Я выберу какой-нибудь обычный подростковый слэшер (прим. — Слэ́шер — поджанр фильмов ужасов, для которого характерно наличие убийцы-психопата, который преследует и изощрённо убивает одного за другим некоторое число людей, чаще всего — подростков), который начинается с того, что шестнадцатилетней девушке перерезают горло, и повсюду разбрызгивается кровь. Мой нос морщится, а губы поджимаются, но это не мешает мне пройти в маленькую кухоньку и бросить туда пакет с попкорном, который можно разогреть в микроволновой печи. В холодильнике и шкафчиках ежедневно пополняются закуски и напитки, доступные каждому. На противоположной стороне комнаты есть полки, заполненные вкусностями с этикетками, которые принадлежат другим ученикам. Взять что-то, что тебе не принадлежит, стоит недельного задержания. Я бы не стала утруждать себя, даже если бы у меня возникло искушение.

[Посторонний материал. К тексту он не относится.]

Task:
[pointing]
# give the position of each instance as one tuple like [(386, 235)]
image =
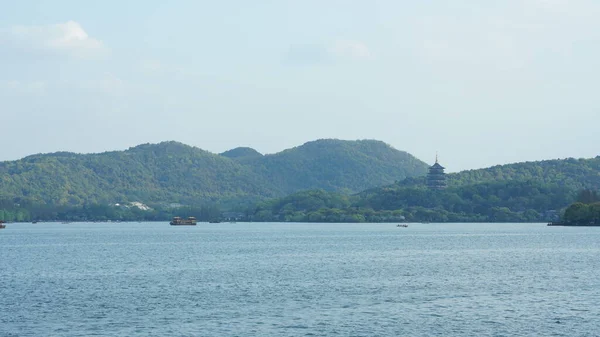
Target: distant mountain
[(171, 172), (242, 154), (530, 191), (336, 165)]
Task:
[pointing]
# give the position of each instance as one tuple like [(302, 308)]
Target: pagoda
[(436, 178)]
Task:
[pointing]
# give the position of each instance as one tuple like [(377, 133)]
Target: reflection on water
[(140, 279)]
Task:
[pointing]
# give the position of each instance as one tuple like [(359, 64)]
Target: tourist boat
[(177, 221)]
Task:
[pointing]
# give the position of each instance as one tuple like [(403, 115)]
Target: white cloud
[(23, 87), (352, 49), (151, 66), (66, 38), (311, 54), (108, 83)]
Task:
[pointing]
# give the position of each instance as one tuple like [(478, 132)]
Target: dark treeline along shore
[(326, 180)]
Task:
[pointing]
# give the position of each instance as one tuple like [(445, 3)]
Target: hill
[(337, 165), (171, 172), (531, 191)]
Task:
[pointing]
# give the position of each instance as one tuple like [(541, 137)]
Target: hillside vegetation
[(532, 191), (172, 172)]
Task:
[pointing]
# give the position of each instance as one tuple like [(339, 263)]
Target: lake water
[(271, 279)]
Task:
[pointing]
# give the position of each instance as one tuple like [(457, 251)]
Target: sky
[(481, 83)]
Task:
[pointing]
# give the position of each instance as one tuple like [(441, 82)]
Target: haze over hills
[(171, 172), (530, 191)]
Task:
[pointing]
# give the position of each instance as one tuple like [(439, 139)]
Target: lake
[(282, 279)]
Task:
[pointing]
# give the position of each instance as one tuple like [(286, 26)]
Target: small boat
[(177, 221)]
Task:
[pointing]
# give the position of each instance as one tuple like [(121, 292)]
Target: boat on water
[(178, 221)]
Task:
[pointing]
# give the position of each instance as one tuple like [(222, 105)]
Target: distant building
[(436, 178)]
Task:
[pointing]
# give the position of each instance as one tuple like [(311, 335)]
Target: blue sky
[(480, 82)]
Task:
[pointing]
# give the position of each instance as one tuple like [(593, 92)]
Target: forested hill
[(171, 172), (335, 165), (575, 174), (531, 191), (572, 173)]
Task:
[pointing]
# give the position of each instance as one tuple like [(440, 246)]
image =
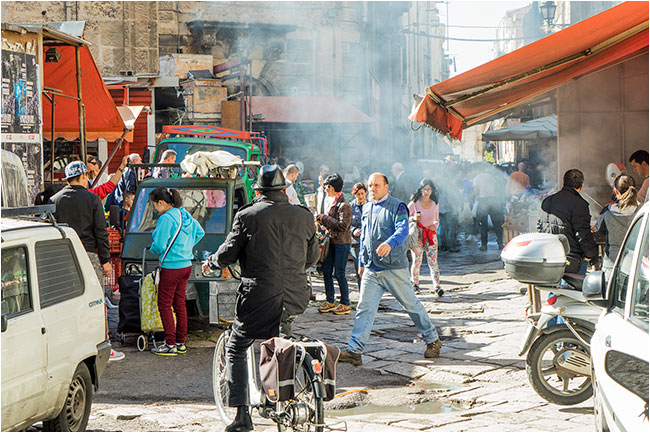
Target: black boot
[(242, 422)]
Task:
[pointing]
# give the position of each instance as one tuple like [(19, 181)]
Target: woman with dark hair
[(336, 219), (423, 209), (617, 217), (360, 192), (175, 235)]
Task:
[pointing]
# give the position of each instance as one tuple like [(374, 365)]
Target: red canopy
[(606, 39), (102, 118)]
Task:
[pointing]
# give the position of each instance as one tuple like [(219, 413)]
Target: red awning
[(604, 40), (102, 118), (307, 109)]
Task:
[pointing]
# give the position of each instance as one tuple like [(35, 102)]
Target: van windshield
[(183, 149), (207, 206)]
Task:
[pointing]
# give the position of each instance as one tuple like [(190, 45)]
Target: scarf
[(427, 235)]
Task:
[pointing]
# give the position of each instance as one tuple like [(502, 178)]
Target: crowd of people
[(276, 239)]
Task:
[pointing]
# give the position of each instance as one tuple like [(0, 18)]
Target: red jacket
[(103, 190)]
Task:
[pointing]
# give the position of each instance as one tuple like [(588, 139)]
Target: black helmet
[(270, 178), (335, 180)]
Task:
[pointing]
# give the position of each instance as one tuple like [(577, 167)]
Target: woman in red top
[(423, 208)]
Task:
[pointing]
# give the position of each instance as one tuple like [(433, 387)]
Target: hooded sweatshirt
[(180, 254), (614, 222)]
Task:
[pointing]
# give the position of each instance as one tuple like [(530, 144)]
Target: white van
[(54, 342)]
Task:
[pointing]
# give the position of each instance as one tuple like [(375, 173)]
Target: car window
[(207, 206), (59, 276), (621, 273), (639, 307), (16, 293)]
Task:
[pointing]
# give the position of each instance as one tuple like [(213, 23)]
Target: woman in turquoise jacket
[(175, 264)]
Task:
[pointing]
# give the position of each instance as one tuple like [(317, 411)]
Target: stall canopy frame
[(604, 40)]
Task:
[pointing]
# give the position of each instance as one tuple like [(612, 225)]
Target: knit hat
[(74, 169)]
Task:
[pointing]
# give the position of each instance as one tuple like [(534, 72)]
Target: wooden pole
[(82, 120)]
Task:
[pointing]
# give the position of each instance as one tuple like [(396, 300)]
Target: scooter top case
[(536, 258)]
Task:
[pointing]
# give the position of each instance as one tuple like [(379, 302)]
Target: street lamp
[(547, 10)]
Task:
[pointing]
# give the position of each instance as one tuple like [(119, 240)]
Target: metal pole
[(118, 143), (52, 144), (82, 121)]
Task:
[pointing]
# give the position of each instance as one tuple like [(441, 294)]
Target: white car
[(54, 340), (620, 347)]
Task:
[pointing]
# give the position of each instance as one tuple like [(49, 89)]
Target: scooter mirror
[(594, 286)]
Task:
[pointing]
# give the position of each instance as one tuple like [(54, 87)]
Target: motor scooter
[(556, 341)]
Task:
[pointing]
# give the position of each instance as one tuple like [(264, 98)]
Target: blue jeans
[(373, 286), (336, 261)]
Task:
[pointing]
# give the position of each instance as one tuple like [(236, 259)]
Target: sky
[(474, 13)]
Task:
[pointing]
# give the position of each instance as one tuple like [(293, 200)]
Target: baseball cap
[(74, 169)]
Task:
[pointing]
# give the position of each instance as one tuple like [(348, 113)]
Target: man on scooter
[(567, 213), (274, 242)]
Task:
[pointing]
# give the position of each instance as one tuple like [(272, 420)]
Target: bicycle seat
[(574, 280)]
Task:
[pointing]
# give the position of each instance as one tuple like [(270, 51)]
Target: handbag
[(414, 236), (149, 314)]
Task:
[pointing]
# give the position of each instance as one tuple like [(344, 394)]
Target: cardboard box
[(204, 97), (178, 65)]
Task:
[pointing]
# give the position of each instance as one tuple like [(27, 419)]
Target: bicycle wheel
[(306, 409), (219, 382)]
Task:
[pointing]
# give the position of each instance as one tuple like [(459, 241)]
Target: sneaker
[(165, 350), (341, 309), (350, 357), (433, 349), (116, 356), (326, 307)]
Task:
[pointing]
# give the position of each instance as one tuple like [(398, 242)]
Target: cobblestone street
[(478, 383)]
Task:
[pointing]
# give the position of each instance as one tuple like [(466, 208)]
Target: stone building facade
[(357, 51)]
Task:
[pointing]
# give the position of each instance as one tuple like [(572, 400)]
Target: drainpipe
[(68, 11)]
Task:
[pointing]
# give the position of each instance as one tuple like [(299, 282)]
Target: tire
[(305, 397), (76, 409), (219, 382), (544, 376)]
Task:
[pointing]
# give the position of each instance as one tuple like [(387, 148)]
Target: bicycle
[(304, 412)]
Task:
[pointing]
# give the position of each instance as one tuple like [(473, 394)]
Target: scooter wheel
[(552, 382)]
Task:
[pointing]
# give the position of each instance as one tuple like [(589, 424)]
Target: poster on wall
[(21, 109)]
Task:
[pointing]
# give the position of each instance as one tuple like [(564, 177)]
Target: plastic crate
[(111, 281), (114, 244), (223, 298)]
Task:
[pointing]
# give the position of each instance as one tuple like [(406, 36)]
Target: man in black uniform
[(275, 242), (566, 212)]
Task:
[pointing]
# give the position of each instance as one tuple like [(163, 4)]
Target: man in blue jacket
[(383, 266)]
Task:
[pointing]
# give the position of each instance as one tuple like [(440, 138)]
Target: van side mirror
[(114, 216), (594, 287)]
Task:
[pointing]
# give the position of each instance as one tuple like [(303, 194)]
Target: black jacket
[(82, 210), (566, 212), (275, 242)]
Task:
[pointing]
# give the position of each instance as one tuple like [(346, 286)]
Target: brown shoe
[(341, 309), (433, 349), (326, 307), (350, 357)]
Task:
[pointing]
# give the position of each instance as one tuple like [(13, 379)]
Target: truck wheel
[(76, 409)]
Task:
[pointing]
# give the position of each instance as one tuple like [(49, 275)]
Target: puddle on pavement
[(429, 407)]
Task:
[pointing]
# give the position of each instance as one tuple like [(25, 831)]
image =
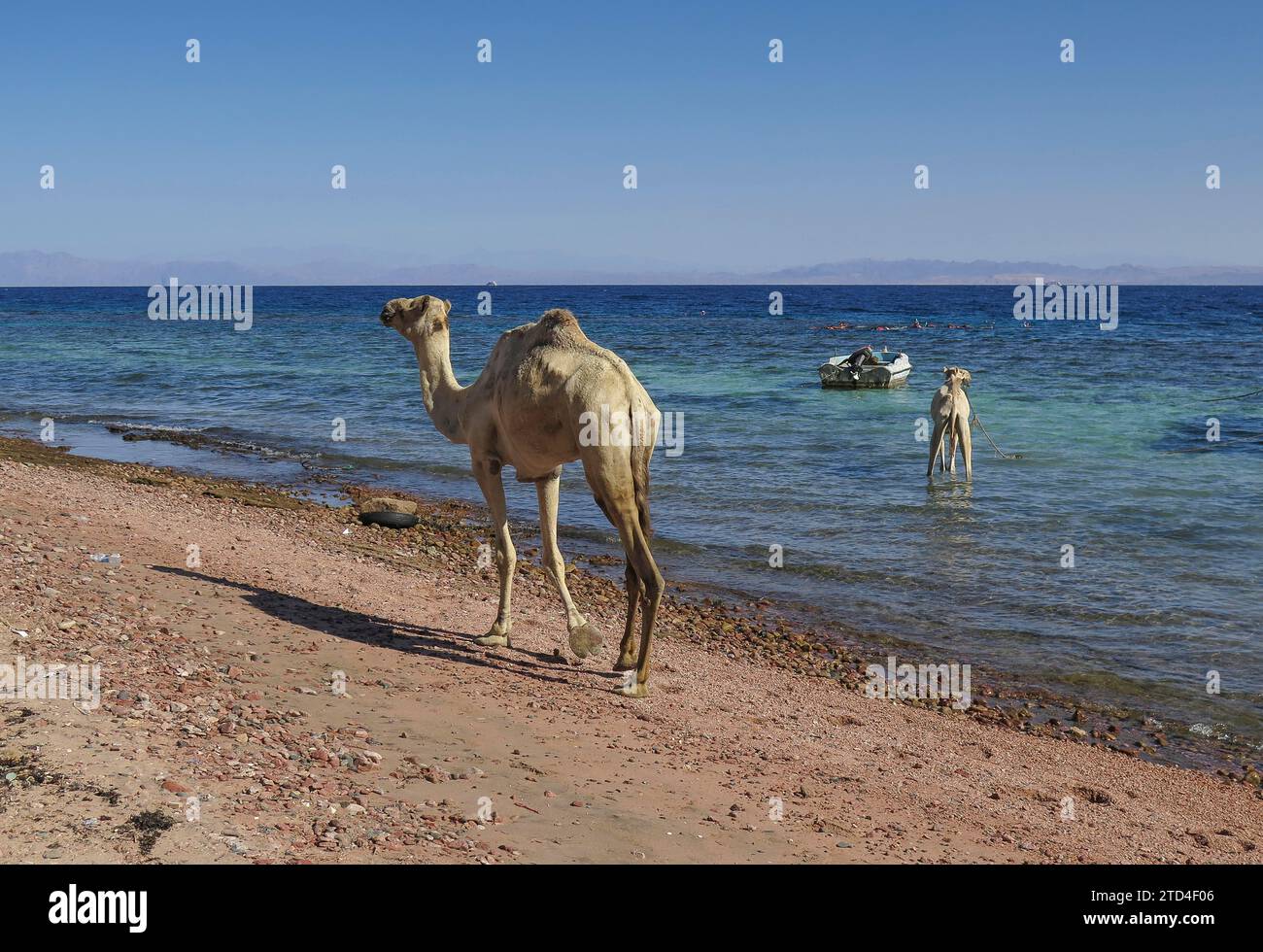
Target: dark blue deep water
[(1169, 546)]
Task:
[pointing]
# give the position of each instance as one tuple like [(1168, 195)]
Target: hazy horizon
[(743, 164)]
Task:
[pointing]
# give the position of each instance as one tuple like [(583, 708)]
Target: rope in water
[(1237, 396), (998, 451)]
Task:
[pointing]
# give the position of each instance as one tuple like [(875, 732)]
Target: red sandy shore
[(219, 712)]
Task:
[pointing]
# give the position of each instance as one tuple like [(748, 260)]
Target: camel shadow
[(375, 630)]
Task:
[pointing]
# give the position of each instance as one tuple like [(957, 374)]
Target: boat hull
[(874, 376)]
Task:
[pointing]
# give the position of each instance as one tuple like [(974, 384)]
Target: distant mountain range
[(57, 269)]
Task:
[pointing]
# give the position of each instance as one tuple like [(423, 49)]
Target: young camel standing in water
[(950, 412)]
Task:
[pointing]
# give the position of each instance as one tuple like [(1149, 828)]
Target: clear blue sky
[(741, 163)]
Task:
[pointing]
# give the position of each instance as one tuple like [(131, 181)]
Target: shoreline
[(1002, 696), (214, 691)]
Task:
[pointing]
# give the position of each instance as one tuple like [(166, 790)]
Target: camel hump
[(560, 327)]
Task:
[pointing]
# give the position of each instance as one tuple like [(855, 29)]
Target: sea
[(1112, 553)]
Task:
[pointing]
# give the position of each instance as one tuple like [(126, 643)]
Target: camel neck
[(442, 395)]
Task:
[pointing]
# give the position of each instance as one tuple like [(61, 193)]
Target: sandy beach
[(311, 692)]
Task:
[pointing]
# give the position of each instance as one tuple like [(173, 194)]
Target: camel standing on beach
[(533, 408), (950, 412)]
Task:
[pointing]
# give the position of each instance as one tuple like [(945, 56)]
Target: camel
[(950, 412), (531, 408)]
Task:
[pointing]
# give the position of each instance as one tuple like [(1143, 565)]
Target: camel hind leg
[(936, 446), (967, 447), (609, 474), (627, 647)]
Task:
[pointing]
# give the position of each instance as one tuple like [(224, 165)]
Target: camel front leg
[(967, 447), (936, 447), (585, 639), (488, 475)]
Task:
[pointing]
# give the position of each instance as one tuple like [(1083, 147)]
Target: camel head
[(417, 319)]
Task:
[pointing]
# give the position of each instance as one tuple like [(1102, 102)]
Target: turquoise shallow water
[(1169, 547)]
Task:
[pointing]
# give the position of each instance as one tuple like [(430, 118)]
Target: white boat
[(866, 369)]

Вместо этого я радую себя примерно сотней баночек с арахисовым маслом от Reese's, попкорном и таким количеством газировки, что меня начинает тошнить. Или, может быть, это потому, что я только что видела, как на экране убивают около десяти подростков? Это гораздо страшнее, когда ты сидишь одна в большой тёмной комнате, по полу стелется туман, а за окном ухает сова.

После первого фильма я делаю перерыв, чтобы зажечь кучу оранжевых и чёрных свечей, а затем снова сажусь и начинаю сверхъестественный фестиваль ужасов с сексуальными оборотнями, которые оказываются не такими сексуальными, когда начинают есть людей.

Через пятнадцать минут электричество отключается.

— О, да ладно! — огрызаюсь я, ставя вазочку с конфетами на стол и вставая. Выглядывая из-за входной двери, всё, что я вижу — это кружащиеся листья и темнота, прерываемая несколькими мерцающими тыквами и несколькими фонарями на солнечной энергии, которые украшают дорожку. Нет ни шторма, ни причин для отключения электричества.

Я закатываю глаза и возвращаюсь в дом, используя сотовый, чтобы позвонить папе.

— Да, Чак, я знаю, что электричество отключено, — так он отвечает на телефонный звонок, и я закатываю глаза. Кажется, он чем-то крайне раздражён, но я не буду спрашивать, потому что он никогда мне не скажет. — Просто крепись, и я позвоню тебе, когда узнаю больше информации.

— Хорошо. — Я вздыхаю, и он вешает трубку.

Я закрываю и запираю дверь, хотя мне и не положено этого делать. Думаю, что, если буду сидеть здесь и кто-нибудь появится, то просто встану с дивана и открою её. Однако каким-то образом то, что не было жутким десять минут назад, теперь пугает меня до чёртиков: туманная машина, окружающая музыка Хэллоуина, доносящаяся из столовой, отсутствие других студентов.